Karena aku ragu untuk menyentuh batu itu, dia mengangkat telapak tanganku dan meletakkannya di atas batu itu.
Batu itu hangat, seolah-olah sudah lama dipanaskan dalam api.
Apakah semudah ini mendapatkannya?
Hari-hari ketika aku mengaku salah untuk mengambil tempat duduknya dan hari-hari aku berkeliaran di gudang terasa tidak ada gunanya sekarang.
Ini adalah pertama kalinya aku menyentuh benda ajaib itu. Rasanya tidak istimewa. Rasanya seperti kerikil biasa yang menggelinding menuruni gunung.
Seharusnya aku tidak mengeluh karena harus menjadi istrinya. Seharusnya aku meminta sesuatu yang berbeda. Saya bisa hidup sedikit lebih nyaman dan bahagia.
Bahkan jika aku mati di salju… setidaknya aku bisa mati dalam keadaan hangat.
Pertimbangan seperti itu terus menggoncangkan hati saya. Mereka membuatku membencinya, bahkan ketika aku menipu diriku sendiri dengan berpikir dia melakukan semua itu demi keuntunganku. Menawarkan harapan dan kemudian membawanya pergi. Lagi dan lagi.
Aku mengembalikan batu itu padanya.
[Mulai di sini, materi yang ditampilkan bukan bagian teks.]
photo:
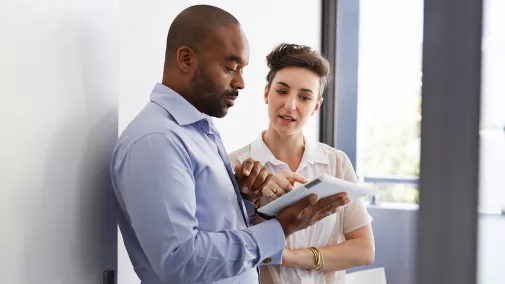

Saya perlu menyingkirkan sentimen yang berkembang.
“Bawalah bersamamu.”
“Itu terlalu dingin.”
“Kamu bisa menanggungnya.”
Dia membuka tanganku dan menyerahkan batu itu lagi padaku.
Saya dengan keras kepala menolak. Pada akhirnya, kisahnya akan terungkap sesuai keinginannya. Jika dia menginginkannya, batu itu akan sampai ke tanganku.
“TIDAK. Kamu tidak akan mampu menanggungnya.”
Dia menyela kata-kataku.
“Dan biarpun kamu mencoba melarikan diri, itu akan sia-sia. Aku tidak akan membiarkan mu pergi.”
Wajahnya yang tanpa ekspresi terasa dingin. Tubuhku gemetar karena menggigil kedinginan.